Competition is fantastic and we will no doubt start to see huge amounts of change in the crowdfunding space over the next 12 months. We’ll see functionality added to all 3 platforms, and for publishers, Kickstarter will no longer be the default choice.
For consumers this can only be a good thing, publishers will be able to provide better experiences and we’re likely to move away from the multi-website process (Kickstarter then pledge manager).
Yet, I worry for publishers that the golden era of crowdfunding is over and we’ll no longer be seeing a rise in the million dollar campaigns. The number of people discovering our projects will start decreasing, and our chances to succeed will be reduced.
As gamefound and BackerKit build up their audiences, we’ll see less people visiting Kickstarter as crowdfunders become spread across multiple platforms. There may be the same amount of people willing to back projects, and likely even more, but never again will they all be in one place browsing the same content. Which will have a considerable impact given I’ve estimated Kickstarter currently brings 50% of my backers to my campaigns.
For the larger publishers and most hyped projects I don’t expect this will have much effect, their top line may be slightly lower but they will still do well. For everyone else, a new challenge has been created and I advise you to proceed with caution.
In the months to come a battle will begin and all 3 platforms are likely to make offers to tempt you onto their platform. You may see reduced fees, perhaps free promotion, or other benefits being offered and it’s going to be difficult to navigate.
When choosing a platform, don’t let the offerings be the deciding factor. Look at the projects on the platform, look for games similar to your own, for creators similar to you. To succeed moving forward you’ll need to research each platform close to when you launch and find the one that best suits your needs.
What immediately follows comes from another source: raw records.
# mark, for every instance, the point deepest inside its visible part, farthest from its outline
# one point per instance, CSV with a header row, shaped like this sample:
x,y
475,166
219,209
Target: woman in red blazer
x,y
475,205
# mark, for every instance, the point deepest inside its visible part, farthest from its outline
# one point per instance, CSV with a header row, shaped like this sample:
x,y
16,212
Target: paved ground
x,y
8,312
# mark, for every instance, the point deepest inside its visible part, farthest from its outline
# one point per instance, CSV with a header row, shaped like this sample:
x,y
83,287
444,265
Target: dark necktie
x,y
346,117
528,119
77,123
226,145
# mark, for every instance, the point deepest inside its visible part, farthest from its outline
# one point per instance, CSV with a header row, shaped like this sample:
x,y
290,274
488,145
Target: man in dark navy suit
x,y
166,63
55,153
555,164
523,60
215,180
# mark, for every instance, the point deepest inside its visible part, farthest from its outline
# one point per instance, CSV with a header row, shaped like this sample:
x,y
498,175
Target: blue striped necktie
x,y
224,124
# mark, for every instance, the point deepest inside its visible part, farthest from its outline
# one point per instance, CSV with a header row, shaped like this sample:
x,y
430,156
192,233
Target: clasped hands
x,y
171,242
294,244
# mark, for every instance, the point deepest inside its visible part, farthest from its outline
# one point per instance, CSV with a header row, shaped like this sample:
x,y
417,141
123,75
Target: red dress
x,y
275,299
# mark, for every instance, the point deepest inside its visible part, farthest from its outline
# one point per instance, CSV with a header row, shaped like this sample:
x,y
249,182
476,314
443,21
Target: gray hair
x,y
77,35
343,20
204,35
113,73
I look forward to seeing how the crowdfunding world changes over the next 12 months as a new era for board games begins.
Frank West is a gamer and designer based in Bristol, UK. He published his first board game, The City of Kings, in 2018 and now works on other games and organising events in the local area. His goal? To design and publish games focusing on immersive themes, fun mechanics and beautiful components. If you have any questions or would just like a chat, feel free to get in touch at any time!
29th June 2022 at 1:49 pm
do you think there could be a way of using the three platform at the same time for a campaign(s)?
30th June 2022 at 4:55 pm
I don’t think it would be viable to run campaigns on more than one platform at the same time, and while I haven’t read through all the T&C’s of the three platforms in detail – I would imagine they may not want you doing it either.
The only workable option would be to run the campaign on one platform and use another as the pledge manager, as this still gives you access to 2 of the 3 platforms audiences.
8th July 2022 at 7:53 pm
Perhaps a solution to the problem of backers spreading out, would be an engine like the ones I see for computer games: These engines list offers from multiple game sites, without having any relation to them (as far as I know), so, when you want to find the best price for something, you enter the name, and they list all available offers.
Something similar could be done for board games. Not with names of course, but with criteria. Sort of like the criteria Kickstarter’s search engine has right now. At least this way, all creators would be sure that their work has a chance of being found out.
Of course, such an engine should be made by a third party, and not any of the platforms (for obvious reasons). This is the tricky part. Will there be someone who will be interested in doing something like that?
Just a thought…
an Isle of Cats fanatic
11th July 2022 at 11:34 am
I think something like this will need to happen in the future if these upcoming platforms succeed, and I wouldn’t be surprised if someone was already working on it.
It still wouldn’t solve the whole problem, as the general hobbyist who doesn’t dig too deep into crowdfunding is unlikely to ever find it, but it’s certainly a benefit for frequent backers.